Aïssatou Sophie Gladima : L'ancienne ministre libérée de son bracelet électronique, son procès renvoyé

JUSTICE
Mercredi 22 Juillet 2026

Coup de théâtre dans le très suivi dossier judiciaire impliquant l'ancienne ministre des Mines, Aïssatou Sophie Gladima. Cette dernière vient de se voir retirer son bracelet électronique, recouvrant ainsi sa liberté de mouvement, selon les informations confirmées par l'un de ses avocats.


>L'ancienne membre du gouvernement franchit une nouvelle étape décisive dans la procédure qui la vise. Le retrait de son dispositif de surveillance électronique marque un allègement majeur de ses conditions de contrôle, lui permettant de circuler à nouveau librement après une période de restriction stricte. Cette mesure, notifiée à la défense, vient redessiner les contours de son attente avant sa comparution définitive.
Le procès devant la Haute Cour de justice mis en pause

Si la contrainte physique est levée, le volet judiciaire, lui, connaît un coup d'arrêt temporaire. Le procès d'Aïssatou Sophie Gladima devant la Haute Cour de justice ne se tiendra pas dans l'immédiat. En effet, les audiences ont été officiellement renvoyées à une date ultérieure en raison du calendrier judiciaire.

La juridiction observe une période de suspension des audiences, avec la trêve est fixée du 1er août au 31 octobre 2026.

Le dossier ne sera rouvert qu'à la reprise officielle des activités des tribunaux, repoussant de facto la suite de la procédure au mois de novembre.

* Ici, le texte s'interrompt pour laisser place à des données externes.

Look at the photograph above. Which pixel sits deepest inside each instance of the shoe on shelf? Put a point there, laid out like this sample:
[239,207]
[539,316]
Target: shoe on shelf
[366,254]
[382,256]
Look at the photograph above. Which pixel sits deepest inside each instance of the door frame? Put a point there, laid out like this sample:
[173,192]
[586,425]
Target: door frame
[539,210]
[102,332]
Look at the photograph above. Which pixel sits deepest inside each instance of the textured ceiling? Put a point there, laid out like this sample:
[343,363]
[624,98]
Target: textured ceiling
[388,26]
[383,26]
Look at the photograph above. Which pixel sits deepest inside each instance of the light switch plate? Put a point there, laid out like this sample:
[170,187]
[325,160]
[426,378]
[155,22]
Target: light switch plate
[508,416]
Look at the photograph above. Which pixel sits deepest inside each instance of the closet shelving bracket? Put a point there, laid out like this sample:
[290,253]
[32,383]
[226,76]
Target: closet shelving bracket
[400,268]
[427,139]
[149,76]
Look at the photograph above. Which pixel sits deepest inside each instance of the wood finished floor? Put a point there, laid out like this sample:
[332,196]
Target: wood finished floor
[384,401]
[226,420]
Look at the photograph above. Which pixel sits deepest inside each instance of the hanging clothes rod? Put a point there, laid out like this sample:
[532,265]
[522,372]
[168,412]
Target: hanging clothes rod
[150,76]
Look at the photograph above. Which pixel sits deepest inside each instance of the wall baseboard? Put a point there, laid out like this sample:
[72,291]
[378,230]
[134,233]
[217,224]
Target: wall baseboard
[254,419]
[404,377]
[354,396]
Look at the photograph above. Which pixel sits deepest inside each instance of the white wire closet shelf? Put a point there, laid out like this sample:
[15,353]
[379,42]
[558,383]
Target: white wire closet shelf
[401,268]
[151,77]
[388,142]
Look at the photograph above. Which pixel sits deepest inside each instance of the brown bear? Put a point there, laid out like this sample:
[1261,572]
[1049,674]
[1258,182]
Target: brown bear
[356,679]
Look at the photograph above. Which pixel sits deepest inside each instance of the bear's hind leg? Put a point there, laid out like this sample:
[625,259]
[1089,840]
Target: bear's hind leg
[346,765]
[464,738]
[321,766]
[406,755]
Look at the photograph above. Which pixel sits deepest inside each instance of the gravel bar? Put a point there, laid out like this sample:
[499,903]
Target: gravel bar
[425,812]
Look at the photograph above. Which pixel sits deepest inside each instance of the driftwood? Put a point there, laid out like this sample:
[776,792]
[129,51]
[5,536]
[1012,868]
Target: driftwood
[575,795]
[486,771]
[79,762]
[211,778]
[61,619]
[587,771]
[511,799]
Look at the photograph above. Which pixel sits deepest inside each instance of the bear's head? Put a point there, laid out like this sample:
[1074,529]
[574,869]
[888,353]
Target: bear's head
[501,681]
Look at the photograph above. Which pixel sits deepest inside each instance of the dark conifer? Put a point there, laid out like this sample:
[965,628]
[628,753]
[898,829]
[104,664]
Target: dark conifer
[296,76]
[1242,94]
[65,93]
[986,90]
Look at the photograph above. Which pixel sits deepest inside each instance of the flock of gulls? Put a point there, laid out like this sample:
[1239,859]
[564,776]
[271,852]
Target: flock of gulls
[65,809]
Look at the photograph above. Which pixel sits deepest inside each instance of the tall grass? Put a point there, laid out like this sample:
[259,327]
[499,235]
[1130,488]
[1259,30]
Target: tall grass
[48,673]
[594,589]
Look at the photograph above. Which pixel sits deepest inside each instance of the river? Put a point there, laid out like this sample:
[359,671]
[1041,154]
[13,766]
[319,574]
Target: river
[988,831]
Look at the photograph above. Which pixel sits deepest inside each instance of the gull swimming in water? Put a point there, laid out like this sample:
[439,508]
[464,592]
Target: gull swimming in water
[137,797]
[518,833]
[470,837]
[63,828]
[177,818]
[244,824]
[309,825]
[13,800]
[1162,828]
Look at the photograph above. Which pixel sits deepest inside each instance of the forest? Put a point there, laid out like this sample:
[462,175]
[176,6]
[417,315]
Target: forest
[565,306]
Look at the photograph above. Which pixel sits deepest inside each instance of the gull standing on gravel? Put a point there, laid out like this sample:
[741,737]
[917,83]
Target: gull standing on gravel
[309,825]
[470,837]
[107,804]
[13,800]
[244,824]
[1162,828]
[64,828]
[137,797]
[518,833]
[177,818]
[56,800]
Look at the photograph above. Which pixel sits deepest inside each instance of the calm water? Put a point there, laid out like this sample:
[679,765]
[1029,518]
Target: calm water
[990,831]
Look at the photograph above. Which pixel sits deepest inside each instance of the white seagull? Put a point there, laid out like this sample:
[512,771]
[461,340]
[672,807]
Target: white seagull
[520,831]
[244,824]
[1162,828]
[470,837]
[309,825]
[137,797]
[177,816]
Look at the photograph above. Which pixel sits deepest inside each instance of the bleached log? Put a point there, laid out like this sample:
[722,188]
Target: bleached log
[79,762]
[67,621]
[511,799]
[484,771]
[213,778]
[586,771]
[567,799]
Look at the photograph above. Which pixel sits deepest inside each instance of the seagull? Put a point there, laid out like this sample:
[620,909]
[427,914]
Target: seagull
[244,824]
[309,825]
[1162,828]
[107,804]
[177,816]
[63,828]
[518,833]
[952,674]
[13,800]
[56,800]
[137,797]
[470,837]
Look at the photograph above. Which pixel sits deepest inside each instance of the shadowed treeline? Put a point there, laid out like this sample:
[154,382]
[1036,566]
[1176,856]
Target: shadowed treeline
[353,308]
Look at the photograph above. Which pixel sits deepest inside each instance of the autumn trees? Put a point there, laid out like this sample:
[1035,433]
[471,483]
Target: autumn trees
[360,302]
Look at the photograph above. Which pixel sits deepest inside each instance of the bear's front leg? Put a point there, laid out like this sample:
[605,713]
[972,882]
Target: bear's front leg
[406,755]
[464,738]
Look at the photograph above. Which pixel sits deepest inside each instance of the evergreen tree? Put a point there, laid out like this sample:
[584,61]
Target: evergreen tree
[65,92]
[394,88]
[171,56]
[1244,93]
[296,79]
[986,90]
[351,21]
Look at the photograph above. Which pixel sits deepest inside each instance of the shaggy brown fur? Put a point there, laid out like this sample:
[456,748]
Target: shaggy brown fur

Cette affaire de premier plan restera donc en suspens pendant les trois prochains mois, offrant un répit à l'ancienne ministre avant la reprise des hostilités juridiques devant la Haute juridiction.

 
L’ancienne ministre des Mines et de la Géologie, Aïssatou Sophie Gladima, a été placée sous mandat de dépôt le 21 mai 2025 par la Commission d’instruction de la Haute Cour de Justice. Cette mesure intervient à l’issue de son audition dans le cadre des enquêtes relatives à la gestion des fonds de riposte contre la pandémie de Covid-19.

Mme Gladima est poursuivie pour un préjudice provisoirement estimé à 193,07 millions de FCFA. Elle fait face à plusieurs chefs d’accusation : association de malfaiteurs, détournement et escroquerie portant sur des deniers publics, blanchiment de capitaux et complicité. Elle est notamment mise en cause dans l'utilisation d’un milliard de FCFA destiné à différents projets, dont un centre gravimétrique à Kédougou qui n’a jamais vu le jour malgré le déblocage partiel des fonds.


Ingénieure géologue de formation, Aïssatou Sophie Gladima est également maire de Joal-Fadiouth et enseignante-chercheuse à l’Université Cheikh Anta Diop de Dakar. Elle est active dans plusieurs instances scientifiques et environnementales : présidente de la Société géologique du Sénégal, membre du bureau de l’Association africaine des femmes en géosciences (AAWG), et ancienne conseillère pour l’Afrique de l’Ouest à la Geological Society of Africa.